1. What is the current state of the educational attainment of Chicago Public Schools (CPS) students?
2. How have CPS students performed on key attainment milestones over time?
3. How does educational attainment differ by gender and race/ethnicity?
This snapshot provides 2018 data on CPS students' educational attainment, noting how it has changed over time and where it has been uneven. In particular, critical gaps in attainment remain between young men and young women in CPS, as well as among students of different race/ethnicity.
The UChicago Consortium and the To&Through Project's annual analysis of CPS students' progress on key attainment milestones gives Chicago's education stakeholders a high-level view of how the district performed on these milestones in 2018, compared to rates from the past decade.

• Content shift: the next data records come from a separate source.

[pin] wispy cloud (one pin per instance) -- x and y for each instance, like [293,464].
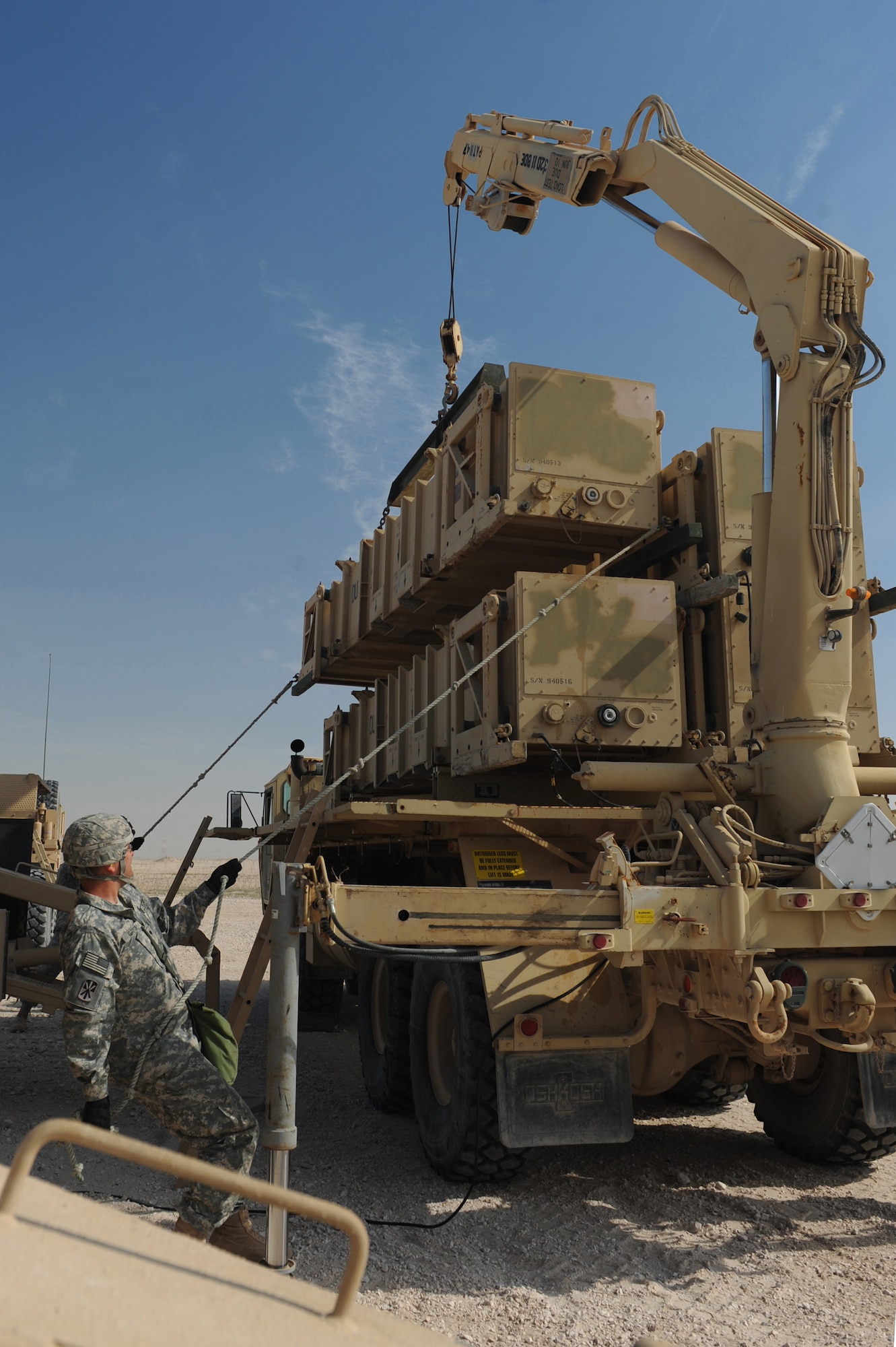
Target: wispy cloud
[283,460]
[373,402]
[813,147]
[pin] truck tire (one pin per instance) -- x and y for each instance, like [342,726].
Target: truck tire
[384,1032]
[452,1070]
[700,1089]
[39,925]
[821,1117]
[319,997]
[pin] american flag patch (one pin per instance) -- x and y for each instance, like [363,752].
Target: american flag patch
[93,964]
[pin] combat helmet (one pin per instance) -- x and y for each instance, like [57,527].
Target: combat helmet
[96,840]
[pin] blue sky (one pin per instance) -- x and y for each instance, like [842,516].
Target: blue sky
[225,265]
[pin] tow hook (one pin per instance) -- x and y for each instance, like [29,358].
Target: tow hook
[765,997]
[847,1004]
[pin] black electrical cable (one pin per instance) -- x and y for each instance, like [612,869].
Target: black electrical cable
[438,1225]
[431,1225]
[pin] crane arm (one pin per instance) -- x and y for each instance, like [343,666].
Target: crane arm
[805,286]
[806,289]
[808,292]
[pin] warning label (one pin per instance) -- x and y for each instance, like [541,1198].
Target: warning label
[497,867]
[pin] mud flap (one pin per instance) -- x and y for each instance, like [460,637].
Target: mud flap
[878,1077]
[564,1098]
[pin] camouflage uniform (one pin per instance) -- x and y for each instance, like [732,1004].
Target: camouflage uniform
[120,988]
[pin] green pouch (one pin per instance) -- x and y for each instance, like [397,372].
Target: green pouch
[215,1039]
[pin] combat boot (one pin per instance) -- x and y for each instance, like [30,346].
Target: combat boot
[237,1236]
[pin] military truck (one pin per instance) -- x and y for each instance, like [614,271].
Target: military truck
[31,828]
[607,810]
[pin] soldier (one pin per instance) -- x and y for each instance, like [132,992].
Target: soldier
[124,999]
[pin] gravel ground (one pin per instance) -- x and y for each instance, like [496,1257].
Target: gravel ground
[699,1230]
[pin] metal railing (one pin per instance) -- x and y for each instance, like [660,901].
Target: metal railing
[195,1171]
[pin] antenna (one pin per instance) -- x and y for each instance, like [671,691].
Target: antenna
[46,723]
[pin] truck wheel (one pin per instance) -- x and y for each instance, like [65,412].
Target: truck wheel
[319,997]
[384,1032]
[700,1089]
[39,923]
[452,1070]
[820,1117]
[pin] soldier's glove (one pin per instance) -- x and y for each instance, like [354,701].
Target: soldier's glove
[97,1113]
[229,872]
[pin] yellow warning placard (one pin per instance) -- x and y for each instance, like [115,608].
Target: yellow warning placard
[497,865]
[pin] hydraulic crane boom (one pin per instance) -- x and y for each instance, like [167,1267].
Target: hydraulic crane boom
[808,293]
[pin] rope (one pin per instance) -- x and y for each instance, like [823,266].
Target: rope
[203,775]
[452,259]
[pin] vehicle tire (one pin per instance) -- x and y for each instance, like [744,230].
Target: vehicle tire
[39,925]
[452,1072]
[319,997]
[700,1089]
[821,1117]
[384,1032]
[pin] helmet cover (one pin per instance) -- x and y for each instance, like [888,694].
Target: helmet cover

Central to this analysis is the Bachelor's Degree Attainment Index (DAI), which estimates how likely current CPS ninth-graders are to obtain a college degree within 10 years of beginning high school. The current analysis finds that the percent of CPS ninth-graders projected to earn a bachelor's degree within six years of high school graduation has nearly doubled since the 2006 rate of 11 percent to 20 percent in 2018.
The snapshot also provides updated numbers on the milestones that matter for high school completion and college degree attainment:
- Seventy-six percent of CPs students graduated from high school in 2018, up from 57 percent in 2006;
- Two-thirds of CPS graduates immediately enrolled in either a two- or four-year college in 2017, up from 50 percent in 2006; and
- CPS's four-year college graduation rate has remained relatively steady, hovering near 50 percent since 2003.

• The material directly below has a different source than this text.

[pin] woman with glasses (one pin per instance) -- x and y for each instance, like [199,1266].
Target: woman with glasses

Attainment gaps by race and gender persist:
- Ten percent of Black young men and 14 percent of Latino young men who completed ninth grade in 2018 are projected to earn a bachelor's degree within 10 years, compared to the district average of 20 percent.

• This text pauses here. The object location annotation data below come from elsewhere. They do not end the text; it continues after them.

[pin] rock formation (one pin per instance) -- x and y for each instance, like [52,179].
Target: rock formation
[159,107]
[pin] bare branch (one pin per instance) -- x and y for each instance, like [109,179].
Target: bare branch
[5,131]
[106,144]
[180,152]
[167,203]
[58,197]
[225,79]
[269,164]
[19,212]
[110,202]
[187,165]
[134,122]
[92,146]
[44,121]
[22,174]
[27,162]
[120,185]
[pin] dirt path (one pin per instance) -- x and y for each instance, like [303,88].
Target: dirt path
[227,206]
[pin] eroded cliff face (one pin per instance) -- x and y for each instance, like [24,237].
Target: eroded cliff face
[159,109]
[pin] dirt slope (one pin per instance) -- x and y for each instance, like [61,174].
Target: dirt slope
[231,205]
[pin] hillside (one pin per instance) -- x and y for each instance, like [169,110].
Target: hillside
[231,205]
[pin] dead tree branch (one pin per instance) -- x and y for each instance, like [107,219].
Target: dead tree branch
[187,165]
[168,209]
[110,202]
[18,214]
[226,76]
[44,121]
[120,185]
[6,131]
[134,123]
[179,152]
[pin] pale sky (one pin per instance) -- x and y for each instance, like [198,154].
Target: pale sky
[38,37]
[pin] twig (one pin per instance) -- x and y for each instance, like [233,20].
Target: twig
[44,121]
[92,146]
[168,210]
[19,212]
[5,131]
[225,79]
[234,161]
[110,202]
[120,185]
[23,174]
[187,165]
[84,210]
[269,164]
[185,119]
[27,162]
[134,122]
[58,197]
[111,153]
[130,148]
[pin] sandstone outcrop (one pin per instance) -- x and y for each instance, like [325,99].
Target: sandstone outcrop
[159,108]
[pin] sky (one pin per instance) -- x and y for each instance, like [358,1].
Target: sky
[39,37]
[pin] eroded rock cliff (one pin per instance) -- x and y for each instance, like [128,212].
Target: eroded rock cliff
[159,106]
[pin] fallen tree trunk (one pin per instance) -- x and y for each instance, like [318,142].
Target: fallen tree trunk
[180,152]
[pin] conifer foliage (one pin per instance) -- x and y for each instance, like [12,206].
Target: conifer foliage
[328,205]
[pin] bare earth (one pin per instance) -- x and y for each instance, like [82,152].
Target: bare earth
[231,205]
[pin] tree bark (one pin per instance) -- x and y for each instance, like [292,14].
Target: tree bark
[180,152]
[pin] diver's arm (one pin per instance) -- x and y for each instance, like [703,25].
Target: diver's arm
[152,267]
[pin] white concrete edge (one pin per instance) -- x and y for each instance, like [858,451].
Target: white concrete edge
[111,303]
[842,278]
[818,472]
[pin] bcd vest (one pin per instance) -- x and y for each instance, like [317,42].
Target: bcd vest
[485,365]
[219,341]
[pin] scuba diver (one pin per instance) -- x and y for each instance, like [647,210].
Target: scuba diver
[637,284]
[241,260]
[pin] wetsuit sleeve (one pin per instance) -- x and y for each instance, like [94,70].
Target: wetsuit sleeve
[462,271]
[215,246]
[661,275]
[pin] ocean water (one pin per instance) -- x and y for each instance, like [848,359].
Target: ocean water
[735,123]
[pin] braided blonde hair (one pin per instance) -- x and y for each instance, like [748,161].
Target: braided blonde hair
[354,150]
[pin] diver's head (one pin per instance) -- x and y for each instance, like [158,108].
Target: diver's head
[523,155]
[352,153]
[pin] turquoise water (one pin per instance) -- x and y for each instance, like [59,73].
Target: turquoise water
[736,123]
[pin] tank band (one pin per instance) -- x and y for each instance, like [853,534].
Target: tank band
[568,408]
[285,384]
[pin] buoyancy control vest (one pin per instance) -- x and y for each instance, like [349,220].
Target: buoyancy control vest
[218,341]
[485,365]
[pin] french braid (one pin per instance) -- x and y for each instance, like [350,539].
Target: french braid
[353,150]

These findings reflect long-term, upwards trends in high school graduation, college enrollment, and college graduation. The district's improvements point to the significance of small year-to-year increases in key milestones. Although this slow-but-steady growth may not appear transformational in any given year, these small improvements have yielded significantly more CPS students reaching critical milestones over the past 12 years. In particular, increases in both the high school graduation rate and the college enrollment rate mean that approximately 6,400 more students are enrolling directly in college today than did 12 years ago.